Monday, December 7, 2015

Personalizing Cancer Treatment with Help from 'Virtual Tumors'

"In a bid to help cancer care become more personalized, researchers are developing computer simulations of tumors to predict how an individual patient's cancer is likely to react to particular drugs."

Using computer simulations, or "virtual tumors," researchers from the University of Iowa College of Dentistry and a private company Cellworks Group Inc. have begun to develop a method that would lead to individualized treatment of cancers.


Immunotherapy drugs target the "immune checkpoints" that cancer cells often override, allowing the cancer to thrive in a patient's body without attack from the immune system. Unfortunately, many of these drugs have a fairly low response rate in patients (<20%). By making drugs specific to the genetic make up of an individual's tumor cells, researchers believe they can increase their effectiveness.

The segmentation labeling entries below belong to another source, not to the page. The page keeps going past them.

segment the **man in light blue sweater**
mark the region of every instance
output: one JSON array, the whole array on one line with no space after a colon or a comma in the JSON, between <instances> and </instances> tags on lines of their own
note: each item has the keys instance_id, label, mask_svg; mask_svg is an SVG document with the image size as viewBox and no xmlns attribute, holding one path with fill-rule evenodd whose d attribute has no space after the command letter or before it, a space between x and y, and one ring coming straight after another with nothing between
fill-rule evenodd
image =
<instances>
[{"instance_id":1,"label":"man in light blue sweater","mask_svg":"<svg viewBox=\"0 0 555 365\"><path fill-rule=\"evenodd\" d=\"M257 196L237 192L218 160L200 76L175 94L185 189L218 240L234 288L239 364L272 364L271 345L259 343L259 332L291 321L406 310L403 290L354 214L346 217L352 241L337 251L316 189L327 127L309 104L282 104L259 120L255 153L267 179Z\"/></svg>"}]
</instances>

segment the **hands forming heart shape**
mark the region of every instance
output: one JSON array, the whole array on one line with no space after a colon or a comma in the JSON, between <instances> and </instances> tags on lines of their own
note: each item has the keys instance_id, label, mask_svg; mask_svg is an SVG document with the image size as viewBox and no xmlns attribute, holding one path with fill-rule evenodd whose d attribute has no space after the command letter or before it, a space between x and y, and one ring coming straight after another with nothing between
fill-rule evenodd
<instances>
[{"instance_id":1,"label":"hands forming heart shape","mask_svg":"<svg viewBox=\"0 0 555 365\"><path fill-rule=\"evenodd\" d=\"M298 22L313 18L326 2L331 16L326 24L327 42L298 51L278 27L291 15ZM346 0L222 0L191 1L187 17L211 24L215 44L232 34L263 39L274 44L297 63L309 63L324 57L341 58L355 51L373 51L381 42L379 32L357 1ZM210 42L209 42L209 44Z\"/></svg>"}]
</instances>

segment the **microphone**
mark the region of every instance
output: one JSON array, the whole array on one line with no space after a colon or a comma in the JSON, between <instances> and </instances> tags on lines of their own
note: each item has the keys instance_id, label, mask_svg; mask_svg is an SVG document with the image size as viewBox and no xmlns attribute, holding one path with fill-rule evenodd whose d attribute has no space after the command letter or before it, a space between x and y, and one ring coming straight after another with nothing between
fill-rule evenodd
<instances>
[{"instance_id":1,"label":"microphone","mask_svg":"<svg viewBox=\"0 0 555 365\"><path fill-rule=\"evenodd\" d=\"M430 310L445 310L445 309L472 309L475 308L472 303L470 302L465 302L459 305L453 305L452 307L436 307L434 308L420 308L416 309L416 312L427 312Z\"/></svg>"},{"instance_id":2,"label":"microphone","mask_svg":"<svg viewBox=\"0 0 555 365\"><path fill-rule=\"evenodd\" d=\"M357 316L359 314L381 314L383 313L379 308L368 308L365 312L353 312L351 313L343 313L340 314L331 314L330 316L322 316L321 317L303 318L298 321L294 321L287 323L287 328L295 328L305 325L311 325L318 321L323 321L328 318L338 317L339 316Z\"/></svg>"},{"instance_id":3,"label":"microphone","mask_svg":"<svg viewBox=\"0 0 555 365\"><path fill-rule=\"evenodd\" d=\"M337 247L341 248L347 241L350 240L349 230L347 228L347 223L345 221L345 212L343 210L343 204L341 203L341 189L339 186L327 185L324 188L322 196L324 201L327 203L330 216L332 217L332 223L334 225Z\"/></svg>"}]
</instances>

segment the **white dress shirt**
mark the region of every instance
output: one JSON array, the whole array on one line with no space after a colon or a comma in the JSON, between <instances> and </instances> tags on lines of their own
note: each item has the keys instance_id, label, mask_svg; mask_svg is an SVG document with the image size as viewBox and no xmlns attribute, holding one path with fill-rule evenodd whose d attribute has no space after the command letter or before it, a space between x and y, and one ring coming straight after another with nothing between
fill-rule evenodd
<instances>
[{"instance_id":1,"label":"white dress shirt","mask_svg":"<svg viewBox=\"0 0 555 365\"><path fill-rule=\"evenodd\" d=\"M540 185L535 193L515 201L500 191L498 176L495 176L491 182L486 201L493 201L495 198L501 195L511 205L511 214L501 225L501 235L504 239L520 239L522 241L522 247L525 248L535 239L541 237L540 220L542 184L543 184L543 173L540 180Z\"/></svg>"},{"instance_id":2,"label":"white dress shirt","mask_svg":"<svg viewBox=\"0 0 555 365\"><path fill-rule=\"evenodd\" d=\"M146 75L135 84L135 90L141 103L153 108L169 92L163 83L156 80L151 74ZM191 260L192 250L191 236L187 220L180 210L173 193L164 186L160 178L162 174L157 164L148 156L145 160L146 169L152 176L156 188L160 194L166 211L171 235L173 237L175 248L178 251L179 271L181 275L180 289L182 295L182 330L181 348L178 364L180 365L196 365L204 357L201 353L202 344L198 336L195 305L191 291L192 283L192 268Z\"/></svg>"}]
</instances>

To make the drugs specific, genetic information from a patient's cancer cell must be loaded into the simulation and a response must be predicted. Then, live cells with the same genetic make up are grown in a lab and the drug is tested on them to see if the predicted reaction occurs on living cells. If the response in the live cells occurs the same way as in the simulation, the treatment will work for the patient. If not, more work will need to be done in order to align the model with the lab-produced cells.

Personalized treatments seem to be a current hot topic in medicine, and for good reason. The more personalized the treatment, the better the prognosis for the patient.

1 comment:

  1. I personally never knew that things like this were possible, like creating computer simulations of someone's tumor to see how it will react to different drugs. Every person and cancer is different and will react differently to different drugs so it is huge knowing that there is a way in which to tell what will happen in order to increase effectiveness.